I am quite a big fan of Wikipedia. It is, I think a rather useful and handy tool to refer to from time to time. Do I take it as the gospel? No. Would I use it if I were trying to concoct an antidote for a poison that was about to kill me? Probably not. Would I cite it in a legal research paper? Possibly. In fact, quite likely.

Although Wikipedia is by no means without its weaknesses, it also has its strengths. Sure, there is a possibility of inaccuracy. But then again, isn’t something less likely to have inaccuracies if it is reviewed (and edited) by more eyes (and more minds)? Isn’t it more likely that if there is a dispute about what is and isn’t correct, it will come to light, just like the Microsoft incident?

And what source, can it be said, is free of inaccuracies? Certainly not The New York Times. Although the Gray Lady is quick to point out that it was “deceived” by an errant reporter, it is less quick to reflect on the fact that it published fabricated stories. That of course is the clearest example, but history is rife with examples of inaccurate or misleading stories in the press. Less clear, of course, is media bias. And one only needs to refer to Manufacturing Consent. I don’t necessarily agree with all that book has to offer, but it certainly provides some food for thought.

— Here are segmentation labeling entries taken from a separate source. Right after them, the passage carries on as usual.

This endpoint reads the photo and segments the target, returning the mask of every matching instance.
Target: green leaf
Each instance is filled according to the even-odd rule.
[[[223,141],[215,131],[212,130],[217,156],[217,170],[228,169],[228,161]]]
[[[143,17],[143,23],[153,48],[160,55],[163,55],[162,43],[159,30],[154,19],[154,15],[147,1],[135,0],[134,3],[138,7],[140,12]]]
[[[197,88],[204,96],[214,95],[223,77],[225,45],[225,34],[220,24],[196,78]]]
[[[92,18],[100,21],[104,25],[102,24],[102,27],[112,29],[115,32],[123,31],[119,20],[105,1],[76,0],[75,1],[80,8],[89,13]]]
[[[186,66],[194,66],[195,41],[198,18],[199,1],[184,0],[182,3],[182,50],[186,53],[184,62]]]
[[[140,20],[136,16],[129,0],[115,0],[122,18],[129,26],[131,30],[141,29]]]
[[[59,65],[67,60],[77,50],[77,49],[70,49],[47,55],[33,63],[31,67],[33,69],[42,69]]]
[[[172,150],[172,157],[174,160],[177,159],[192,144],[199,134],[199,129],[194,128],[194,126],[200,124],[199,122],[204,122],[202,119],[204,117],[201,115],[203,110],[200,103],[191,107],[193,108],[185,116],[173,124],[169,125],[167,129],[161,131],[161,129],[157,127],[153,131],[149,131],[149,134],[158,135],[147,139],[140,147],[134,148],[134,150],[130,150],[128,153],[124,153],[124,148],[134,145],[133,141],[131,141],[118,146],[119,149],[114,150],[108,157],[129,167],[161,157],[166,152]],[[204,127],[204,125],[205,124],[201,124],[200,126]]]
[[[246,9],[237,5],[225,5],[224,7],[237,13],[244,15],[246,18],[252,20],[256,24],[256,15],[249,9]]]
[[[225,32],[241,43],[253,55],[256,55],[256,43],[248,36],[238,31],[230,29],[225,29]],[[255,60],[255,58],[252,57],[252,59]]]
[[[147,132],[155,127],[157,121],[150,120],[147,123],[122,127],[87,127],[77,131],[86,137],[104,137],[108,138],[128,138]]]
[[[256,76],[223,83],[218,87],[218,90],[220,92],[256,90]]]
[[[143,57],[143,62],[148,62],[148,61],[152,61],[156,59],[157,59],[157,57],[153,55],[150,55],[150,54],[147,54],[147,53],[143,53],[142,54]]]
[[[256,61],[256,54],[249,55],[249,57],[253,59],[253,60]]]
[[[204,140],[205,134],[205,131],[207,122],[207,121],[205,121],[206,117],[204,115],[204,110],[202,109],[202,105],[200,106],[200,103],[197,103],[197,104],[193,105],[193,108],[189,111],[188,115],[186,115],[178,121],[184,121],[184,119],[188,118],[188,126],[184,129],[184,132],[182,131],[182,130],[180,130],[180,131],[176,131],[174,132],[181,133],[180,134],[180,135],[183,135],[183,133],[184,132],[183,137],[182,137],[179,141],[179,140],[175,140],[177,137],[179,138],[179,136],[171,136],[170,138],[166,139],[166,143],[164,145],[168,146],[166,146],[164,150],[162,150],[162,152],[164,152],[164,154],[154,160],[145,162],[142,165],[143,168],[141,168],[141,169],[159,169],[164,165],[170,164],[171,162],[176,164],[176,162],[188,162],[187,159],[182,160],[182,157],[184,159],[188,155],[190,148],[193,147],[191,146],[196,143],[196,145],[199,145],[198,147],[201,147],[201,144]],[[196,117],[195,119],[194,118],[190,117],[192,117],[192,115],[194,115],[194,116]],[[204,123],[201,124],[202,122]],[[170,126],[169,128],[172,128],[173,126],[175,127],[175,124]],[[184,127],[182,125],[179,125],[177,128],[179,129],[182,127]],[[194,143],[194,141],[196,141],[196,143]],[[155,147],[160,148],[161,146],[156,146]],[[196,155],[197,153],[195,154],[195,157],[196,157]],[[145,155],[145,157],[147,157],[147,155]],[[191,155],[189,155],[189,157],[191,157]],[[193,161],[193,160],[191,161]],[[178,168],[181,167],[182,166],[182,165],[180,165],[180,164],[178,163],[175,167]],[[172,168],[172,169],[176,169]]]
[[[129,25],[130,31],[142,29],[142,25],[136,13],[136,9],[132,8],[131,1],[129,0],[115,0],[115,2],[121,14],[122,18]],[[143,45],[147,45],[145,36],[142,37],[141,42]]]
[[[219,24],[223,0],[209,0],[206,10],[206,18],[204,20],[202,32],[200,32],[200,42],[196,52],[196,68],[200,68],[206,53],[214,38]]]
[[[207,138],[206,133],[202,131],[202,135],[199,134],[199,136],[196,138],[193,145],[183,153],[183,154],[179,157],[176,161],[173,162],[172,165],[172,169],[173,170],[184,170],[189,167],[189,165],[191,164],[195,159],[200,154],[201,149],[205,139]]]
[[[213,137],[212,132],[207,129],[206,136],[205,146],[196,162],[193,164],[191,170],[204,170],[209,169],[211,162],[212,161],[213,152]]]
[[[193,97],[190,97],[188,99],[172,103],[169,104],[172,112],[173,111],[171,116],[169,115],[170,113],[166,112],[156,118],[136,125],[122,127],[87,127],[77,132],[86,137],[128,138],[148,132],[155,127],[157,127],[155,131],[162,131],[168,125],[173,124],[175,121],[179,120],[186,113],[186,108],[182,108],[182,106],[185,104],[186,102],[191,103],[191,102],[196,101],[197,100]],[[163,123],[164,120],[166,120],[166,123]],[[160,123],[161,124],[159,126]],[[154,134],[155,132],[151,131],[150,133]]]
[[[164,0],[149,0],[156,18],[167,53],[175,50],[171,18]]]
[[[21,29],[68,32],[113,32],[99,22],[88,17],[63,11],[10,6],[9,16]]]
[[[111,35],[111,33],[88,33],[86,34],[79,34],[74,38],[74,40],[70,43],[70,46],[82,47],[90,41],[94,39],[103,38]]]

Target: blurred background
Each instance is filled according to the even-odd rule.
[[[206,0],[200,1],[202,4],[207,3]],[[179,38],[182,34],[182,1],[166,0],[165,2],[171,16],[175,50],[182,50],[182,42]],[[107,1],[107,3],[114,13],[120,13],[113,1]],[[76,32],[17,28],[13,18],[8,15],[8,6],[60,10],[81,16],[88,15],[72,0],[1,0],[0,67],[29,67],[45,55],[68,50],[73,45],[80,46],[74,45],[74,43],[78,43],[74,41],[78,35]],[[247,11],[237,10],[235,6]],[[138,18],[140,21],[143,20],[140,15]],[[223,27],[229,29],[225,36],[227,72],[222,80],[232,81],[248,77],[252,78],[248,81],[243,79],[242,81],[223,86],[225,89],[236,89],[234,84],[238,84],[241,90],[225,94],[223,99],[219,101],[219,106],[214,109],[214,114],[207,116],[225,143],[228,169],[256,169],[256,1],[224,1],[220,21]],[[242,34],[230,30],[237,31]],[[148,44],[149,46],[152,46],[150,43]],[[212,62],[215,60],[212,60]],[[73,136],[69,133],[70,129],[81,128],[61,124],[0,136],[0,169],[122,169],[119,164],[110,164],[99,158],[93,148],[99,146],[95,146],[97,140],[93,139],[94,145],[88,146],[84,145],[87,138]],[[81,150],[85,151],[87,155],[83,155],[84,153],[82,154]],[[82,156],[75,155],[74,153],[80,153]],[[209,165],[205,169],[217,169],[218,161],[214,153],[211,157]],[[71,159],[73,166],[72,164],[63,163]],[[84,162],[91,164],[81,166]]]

What about scientific publications? Hmmm. Well. Again, truth is quite often relative. The clearest examples, are, of course, outright fabrication. Nonetheless, Dr. Hwang Woo-suk’s paper on producting the first cloned stem cell line was considered the truth for several years, until he was discredited. And more generally speaking, is it not true that, in the world of science, what is considered to be the truth is what most scientists believe to be true? Is that not the system of peer review? A great read on this topic is The Structure of Scientific Revolutions (as an aside, its also the book that introduced the phrase “paradigm shift” into popular parlance). I won’t bore you with details, but suffice it to say that, at the end of the day, science, at least in concept, may not be that far from wikiality.

My point isn’t necessarily to skewer existing sources of “truth” but rather to point out that such sources aren’t necessarily more reliable or accurate, or less fallible, than something like Wikipedia.

And as for things changing? Make a copy.